By Sean McCormack, Operations Director at The Cyber Scheme
I attended the CyBOK Showcase event on the 28th of February at the Science Museum in London. The event was chaired by Dr Yulia Cherdantseva, with presentations from members of the CyBOK team such as Professor Awais Rashid and Professor Steve Schneider.
The first presentation was a roundup of exactly what CyBOK is by Professor Awais. The Cyber Body of Knowledge is ‘a comprehensive Body of Knowledge to inform and underpin education and professional training for the cyber security sector.’ It’s not all the knowledge that is out there on Cyber Security, but the well understood fundamentals and established knowledge. The aim of the project is to codify the knowledge that exists in literature, textbooks, academic research articles, technical reports, white papers, and standards.
There are 21 knowledge areas that comprise of 1000 pages of knowledge, which have been developed since 2017 by 115 experts from around the World. It’s a free resource that the industry uses to map training programmes and certification programmes to it among other things. CyBOK is also frequently used by universities to help design their cyber security courses. The body of knowledge is currently on version 1.1. The next phase of the project will focus on disseminating and promoting of CyBOK, as well as evolving and maintaining the existing 21 knowledge areas.

Professor Simon Hepburn described the work going between CyBOK and the UK Cyber Security Council (UK CSC). Over the next three years the project will move under the auspices of the UK Cyber Security Council. As the project continues to build the knowledge, the Council are building the professionals alongside this.

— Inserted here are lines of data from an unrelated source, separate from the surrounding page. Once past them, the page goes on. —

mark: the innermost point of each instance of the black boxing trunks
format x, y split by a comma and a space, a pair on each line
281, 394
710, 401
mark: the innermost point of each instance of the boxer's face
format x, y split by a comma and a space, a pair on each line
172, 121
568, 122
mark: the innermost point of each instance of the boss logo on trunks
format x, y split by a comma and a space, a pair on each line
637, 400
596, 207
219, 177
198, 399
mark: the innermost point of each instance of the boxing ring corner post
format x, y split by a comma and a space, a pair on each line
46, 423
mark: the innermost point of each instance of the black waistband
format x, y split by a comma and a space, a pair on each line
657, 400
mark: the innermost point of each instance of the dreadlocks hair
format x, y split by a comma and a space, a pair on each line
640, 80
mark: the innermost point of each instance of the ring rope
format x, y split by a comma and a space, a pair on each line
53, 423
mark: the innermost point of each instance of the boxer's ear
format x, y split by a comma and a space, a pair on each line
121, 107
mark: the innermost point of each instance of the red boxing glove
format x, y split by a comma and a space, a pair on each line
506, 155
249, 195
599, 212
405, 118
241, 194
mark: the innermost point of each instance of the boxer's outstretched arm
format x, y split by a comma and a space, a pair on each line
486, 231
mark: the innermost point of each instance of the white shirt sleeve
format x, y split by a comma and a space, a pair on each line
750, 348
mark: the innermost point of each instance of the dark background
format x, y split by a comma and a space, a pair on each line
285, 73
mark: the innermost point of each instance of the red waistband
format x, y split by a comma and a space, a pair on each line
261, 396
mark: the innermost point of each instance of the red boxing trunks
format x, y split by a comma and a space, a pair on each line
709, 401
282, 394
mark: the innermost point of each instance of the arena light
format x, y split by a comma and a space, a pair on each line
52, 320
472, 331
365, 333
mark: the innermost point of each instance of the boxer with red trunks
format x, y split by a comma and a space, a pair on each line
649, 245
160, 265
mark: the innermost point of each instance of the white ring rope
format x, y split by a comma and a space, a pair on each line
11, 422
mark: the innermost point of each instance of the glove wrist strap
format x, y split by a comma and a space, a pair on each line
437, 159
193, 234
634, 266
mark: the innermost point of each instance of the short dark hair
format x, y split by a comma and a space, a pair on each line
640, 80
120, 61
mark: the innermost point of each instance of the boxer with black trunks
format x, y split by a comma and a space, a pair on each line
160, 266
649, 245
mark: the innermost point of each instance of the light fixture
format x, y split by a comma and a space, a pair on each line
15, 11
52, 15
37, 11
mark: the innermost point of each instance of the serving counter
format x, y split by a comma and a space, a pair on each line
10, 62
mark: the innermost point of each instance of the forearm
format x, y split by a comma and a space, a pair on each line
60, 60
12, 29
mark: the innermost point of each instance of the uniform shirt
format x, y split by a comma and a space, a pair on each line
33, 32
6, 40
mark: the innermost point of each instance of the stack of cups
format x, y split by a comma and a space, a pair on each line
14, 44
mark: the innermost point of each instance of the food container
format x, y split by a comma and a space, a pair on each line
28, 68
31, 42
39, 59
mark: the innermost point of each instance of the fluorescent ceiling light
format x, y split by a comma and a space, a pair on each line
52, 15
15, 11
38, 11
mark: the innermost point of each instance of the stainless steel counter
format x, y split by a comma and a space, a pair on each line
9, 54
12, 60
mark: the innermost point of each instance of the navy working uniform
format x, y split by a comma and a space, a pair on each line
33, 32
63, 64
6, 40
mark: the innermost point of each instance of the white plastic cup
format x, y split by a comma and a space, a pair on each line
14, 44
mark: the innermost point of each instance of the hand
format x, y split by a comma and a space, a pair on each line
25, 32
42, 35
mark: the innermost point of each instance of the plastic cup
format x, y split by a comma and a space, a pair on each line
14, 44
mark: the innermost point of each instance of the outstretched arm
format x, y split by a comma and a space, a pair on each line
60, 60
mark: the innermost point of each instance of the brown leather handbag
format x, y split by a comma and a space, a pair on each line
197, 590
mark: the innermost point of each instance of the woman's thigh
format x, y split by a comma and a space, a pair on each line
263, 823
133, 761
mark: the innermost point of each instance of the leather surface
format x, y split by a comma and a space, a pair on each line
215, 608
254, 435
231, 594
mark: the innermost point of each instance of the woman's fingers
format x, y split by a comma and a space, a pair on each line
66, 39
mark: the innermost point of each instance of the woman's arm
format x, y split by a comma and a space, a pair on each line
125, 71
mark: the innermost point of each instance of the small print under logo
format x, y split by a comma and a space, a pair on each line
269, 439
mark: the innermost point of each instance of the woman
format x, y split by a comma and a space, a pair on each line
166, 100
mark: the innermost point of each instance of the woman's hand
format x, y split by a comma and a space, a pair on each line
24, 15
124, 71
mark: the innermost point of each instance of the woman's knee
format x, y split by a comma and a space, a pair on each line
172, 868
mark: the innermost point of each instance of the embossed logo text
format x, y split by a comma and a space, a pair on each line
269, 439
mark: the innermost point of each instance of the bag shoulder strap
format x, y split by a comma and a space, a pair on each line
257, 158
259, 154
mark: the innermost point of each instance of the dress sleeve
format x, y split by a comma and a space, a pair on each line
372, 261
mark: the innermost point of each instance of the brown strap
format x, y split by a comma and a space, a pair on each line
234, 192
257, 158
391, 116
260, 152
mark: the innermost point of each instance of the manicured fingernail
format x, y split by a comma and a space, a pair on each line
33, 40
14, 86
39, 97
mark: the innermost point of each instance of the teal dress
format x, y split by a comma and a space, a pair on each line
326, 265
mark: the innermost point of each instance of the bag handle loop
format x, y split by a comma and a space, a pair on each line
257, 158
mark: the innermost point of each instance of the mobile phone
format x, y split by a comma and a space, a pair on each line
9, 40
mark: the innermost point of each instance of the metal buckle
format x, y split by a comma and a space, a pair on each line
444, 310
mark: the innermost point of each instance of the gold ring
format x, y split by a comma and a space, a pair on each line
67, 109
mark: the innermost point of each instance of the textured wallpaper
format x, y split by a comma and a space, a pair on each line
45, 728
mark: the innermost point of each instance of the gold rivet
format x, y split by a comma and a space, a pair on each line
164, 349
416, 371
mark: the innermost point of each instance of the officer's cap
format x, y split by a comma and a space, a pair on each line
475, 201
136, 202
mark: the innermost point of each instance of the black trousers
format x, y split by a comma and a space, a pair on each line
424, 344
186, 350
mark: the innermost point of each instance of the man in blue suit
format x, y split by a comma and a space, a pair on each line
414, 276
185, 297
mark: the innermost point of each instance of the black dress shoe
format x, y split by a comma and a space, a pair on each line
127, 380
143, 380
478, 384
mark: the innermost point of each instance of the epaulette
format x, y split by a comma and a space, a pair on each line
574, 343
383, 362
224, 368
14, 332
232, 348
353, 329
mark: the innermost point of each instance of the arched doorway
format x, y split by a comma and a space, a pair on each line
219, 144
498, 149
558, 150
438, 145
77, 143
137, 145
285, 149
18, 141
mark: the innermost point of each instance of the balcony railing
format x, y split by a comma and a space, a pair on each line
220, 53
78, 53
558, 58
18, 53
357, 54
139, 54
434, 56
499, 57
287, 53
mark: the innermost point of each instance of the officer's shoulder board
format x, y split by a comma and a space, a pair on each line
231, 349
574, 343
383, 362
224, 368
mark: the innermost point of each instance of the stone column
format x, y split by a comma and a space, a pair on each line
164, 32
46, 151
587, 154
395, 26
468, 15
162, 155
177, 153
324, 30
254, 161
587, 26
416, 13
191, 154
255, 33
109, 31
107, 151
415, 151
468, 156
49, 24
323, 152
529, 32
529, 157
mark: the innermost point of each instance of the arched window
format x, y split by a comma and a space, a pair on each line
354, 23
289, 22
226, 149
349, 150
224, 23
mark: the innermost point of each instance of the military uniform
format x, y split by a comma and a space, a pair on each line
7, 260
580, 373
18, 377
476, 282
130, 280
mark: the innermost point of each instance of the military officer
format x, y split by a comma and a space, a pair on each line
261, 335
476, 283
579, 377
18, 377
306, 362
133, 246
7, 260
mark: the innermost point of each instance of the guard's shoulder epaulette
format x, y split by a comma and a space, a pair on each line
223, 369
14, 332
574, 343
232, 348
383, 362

The UK CSC operate under 5 pillars: Professional Standards, Professional Ethics, Careers & Learning, Outreach & Diversity, and Thought Leadership and Influence. The UK CSC is working at pace to raise awareness of the profession and is also building relationships with other peer organisations throughout Europe; for example, ENISA (European Network & Information Security Agency).
The UK CSC has divided the industry into 16 specialisms and is currently working on piloting ‘Chartership’ (and the associated professional titles of Associate and Principal) in 3 of these specialisms. It is the only organisation able to Charter cyber security professionals as individuals, and these pilots will result in professional recognition which is of incredible benefit to those currently working within cyber security or hoping to in the future.
CyBOK Industry Champion Peter Loomes presented his observations on the words used in job vacancies in The Cyber Security Industry. He illustrated this by showing examples of real adverts which were non-sensical. The adverts asked for mixtures of knowledge and skills that were either almost impossible to possess or would only be possessed by a few individuals Worldwide – thereby further mystifying the access route to a career in Cyber Security. CyBOK’s knowledge areas may hold the key to simplification of the descriptions used in the industry that would be of use to recruiters to help them write sensible job adverts.
CyBOK also funds academic projects throughout Europe and there were a number of presentations from institutions in USA, Europe, and UK. The one that particularly caught my eye was from Leeds Beckett University, who have developed freely available learning resources in the form of a framework that creates randomised virtual machines, meaningful security challenges and capture the flag scenarios, all mapped to CyBOK.